À la lecture des différentes décisions, il semble que la responsabilité devrait en principe être partagée. En réalité, en s’appuyant sur le critère du risque de confusion pour le client comme élément déterminant (A) la répartition de la responsabilité (B) est déséquilibrée au profit de l’un des protagonistes. Google et son service Adwords se trouvent ainsi protégés et leur responsabilité semble difficile à rechercher.

A - Le critère du risque de confusion : élément déterminant

Les juges s’appuient en général sur cet élément pour fonder leurs décisions. Il convient alors de rechercher si le risque de confusion pour l’utilisateur normal de nature à lui faire croire qu’il sera effectivement redirigé vers un site de la marque. En ce cas, la contrefaçon et le parasitisme peuvent être retenus à l’encontre de l’auteur de ces liens, dans les conditions qui seront exposées ensuite.
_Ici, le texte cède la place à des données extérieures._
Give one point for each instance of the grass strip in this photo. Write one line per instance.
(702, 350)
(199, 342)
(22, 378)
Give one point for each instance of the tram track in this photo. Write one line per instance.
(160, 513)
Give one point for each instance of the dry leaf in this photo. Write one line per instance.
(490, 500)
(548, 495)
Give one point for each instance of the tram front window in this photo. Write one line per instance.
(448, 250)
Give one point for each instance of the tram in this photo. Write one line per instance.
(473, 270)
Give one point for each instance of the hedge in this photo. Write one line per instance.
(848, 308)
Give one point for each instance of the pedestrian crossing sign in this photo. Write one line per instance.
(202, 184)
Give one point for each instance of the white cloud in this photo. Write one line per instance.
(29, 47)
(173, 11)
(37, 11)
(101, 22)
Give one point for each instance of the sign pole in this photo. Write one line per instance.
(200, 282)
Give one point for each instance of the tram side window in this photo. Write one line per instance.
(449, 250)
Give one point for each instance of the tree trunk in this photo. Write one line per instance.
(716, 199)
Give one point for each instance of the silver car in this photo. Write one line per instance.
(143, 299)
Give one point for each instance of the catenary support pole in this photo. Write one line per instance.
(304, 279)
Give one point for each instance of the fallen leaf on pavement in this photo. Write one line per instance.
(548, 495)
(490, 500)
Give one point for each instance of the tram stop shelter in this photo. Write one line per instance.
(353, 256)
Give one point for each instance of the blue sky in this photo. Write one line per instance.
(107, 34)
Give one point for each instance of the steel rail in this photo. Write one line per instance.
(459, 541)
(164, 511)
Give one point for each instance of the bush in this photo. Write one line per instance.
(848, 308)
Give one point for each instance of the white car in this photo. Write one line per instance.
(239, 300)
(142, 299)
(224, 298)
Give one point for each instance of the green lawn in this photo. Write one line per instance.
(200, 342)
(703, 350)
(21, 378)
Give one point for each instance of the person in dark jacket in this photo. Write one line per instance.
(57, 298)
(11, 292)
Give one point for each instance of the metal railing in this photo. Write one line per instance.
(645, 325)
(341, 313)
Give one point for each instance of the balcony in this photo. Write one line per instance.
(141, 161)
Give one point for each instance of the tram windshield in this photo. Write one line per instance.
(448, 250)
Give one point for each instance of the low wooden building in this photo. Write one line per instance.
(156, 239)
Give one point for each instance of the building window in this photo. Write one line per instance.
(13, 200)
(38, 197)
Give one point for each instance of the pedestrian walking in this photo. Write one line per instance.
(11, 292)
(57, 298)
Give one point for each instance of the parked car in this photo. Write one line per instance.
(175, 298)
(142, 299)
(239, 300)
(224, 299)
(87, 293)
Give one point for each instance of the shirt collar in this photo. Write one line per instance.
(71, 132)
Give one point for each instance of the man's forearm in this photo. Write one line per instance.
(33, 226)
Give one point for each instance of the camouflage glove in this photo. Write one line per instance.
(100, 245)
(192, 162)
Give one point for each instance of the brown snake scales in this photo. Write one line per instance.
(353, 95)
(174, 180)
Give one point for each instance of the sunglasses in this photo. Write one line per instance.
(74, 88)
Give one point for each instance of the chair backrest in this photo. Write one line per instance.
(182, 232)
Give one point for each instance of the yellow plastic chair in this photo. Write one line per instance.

La cour d’appel de Paris en a jugé ainsi dans un arrêt du 13 juillet 2012. Le juge a fait application non seulement de la directive 89/104 sur l’usage des marques, mais également de l’interprétation qui en est fournie par le juge communautaire. Avant même l’arrêt de la Cour de cassation, la cour d’appel a décidé que les mots clés de l’espèce généraient « nécessairement une confusion dans l’esprit de la clientèle ».

Restant fidèle à la jurisprudence communautaire, la Cour en a déduit un acte de concurrence déloyale ainsi qu’un acte de parasitisme, « du fait de l’immixtion dans le sillage économique de la société ». Car il semble bien qu’il faille que la société utilisatrice du service Adwords en tire un bénéfice au détriment de la société propriétaire de la marque protégée, afin que le parasitisme soit effectivement qualifié.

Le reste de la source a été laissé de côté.